The nutritional value of meat must be considered when comparing carbon footprints – that is the key message from a recent study between Hybu Cig Cymru – Meat Promotion Wales (HCC), Queen’s University, Bangor University and the Agri-Food and Biosciences Institute (AFBI).

The scientific paper, published in the journal Frontiers in Sustainable Food Systems, focussed on different lamb production systems, from low-input pastoral systems to higher-input systems for the latter finishing period. To date, no studies have explored the effect of finishing diet on the carbon footprint of lamb meat on a nutritional basis. This work was conducted using data from the Welsh Lamb Meat Quality project.

HCC’s Future Policy and Project Development Executive Dr. Eleri Thomas, who co-wrote the scientific paper, said, “We have been working with Queen’s University, Bangor University and AFBI for this paper and the results are great news for the sector. We know that lamb production systems are under increasing pressure to reduce their environmental footprint, particularly emissions of greenhouse gases (GHGs). However, current metrics used to express the carbon footprint of lamb seldom consider its nutritional density and contribution to balanced diets in humans.”

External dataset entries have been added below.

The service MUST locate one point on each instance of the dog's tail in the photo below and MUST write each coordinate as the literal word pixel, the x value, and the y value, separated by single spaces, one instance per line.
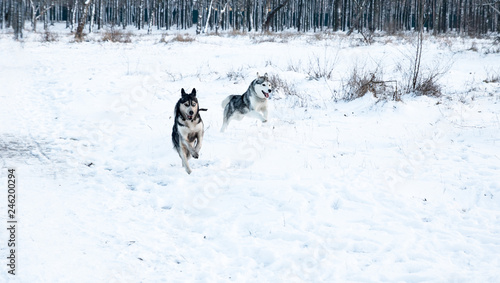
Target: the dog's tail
pixel 226 101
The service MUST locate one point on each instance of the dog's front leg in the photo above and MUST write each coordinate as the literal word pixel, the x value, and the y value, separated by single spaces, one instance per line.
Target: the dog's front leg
pixel 257 115
pixel 189 148
pixel 184 157
pixel 198 144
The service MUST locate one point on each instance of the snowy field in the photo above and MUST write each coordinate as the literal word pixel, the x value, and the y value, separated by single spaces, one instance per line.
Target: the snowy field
pixel 370 190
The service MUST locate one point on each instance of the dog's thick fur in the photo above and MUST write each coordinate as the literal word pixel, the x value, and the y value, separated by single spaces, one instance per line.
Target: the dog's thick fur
pixel 188 129
pixel 252 103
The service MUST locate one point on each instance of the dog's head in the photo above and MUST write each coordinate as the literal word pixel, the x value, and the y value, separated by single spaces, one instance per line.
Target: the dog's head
pixel 262 86
pixel 187 106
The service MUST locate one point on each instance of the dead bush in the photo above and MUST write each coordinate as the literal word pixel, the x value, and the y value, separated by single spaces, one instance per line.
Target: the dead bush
pixel 48 36
pixel 362 82
pixel 117 35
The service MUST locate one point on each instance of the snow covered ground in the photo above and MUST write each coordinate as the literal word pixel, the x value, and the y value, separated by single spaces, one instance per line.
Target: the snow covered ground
pixel 327 191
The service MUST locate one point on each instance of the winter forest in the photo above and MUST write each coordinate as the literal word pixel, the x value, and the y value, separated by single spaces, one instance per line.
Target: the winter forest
pixel 469 17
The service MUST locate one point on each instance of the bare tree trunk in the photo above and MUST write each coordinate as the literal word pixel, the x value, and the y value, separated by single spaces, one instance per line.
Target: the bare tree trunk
pixel 81 22
pixel 208 17
pixel 221 15
pixel 271 15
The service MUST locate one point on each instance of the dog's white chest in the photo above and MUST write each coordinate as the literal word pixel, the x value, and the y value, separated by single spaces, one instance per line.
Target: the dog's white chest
pixel 190 128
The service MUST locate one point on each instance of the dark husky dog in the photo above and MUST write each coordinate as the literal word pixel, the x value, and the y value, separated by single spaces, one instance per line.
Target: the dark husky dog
pixel 187 133
pixel 252 103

Lamb can be a valuable source of polyunsaturated fatty acids (PUFAs), such as omega-3 and omega-6 fatty acids, which play an important part in human health. Data were collected from 33 farms that finished lambs on one of four distinct diets: forage crops, grass, concentrates, or grass and concentrates. These data were then used to estimate the carbon footprint of lamb produced from each system. The level of PUFAs in two important cuts of lamb were then monitored, to determine the carbon footprint per unit of omega-3 PUFA. When a conventional mass-based functional unit was employed, lambs finished on grass diets had on average the highest carbon footprint, however, when omega-3 PUFA content was accounted for, the grass diet had the lowest carbon footprint for cuts from the loin.

Market Intelligence, Research and Development Senior Officer for HCC, Elizabeth Swancott, said, “Typically, carbon footprint assessment of farms use mass-based units, which can be useful for comparing efficiencies of different farming systems, however, they do not reflect how farming systems impact the nutritional differences of the final product. This study demonstrates the importance of considering nutrition when expressing and comparing the carbon footprints of nutrient-dense foods such as lamb.”

This approach will help inform discussions around the optimal diets for lamb production systems from both a human nutrition and environmental sustainability perspective.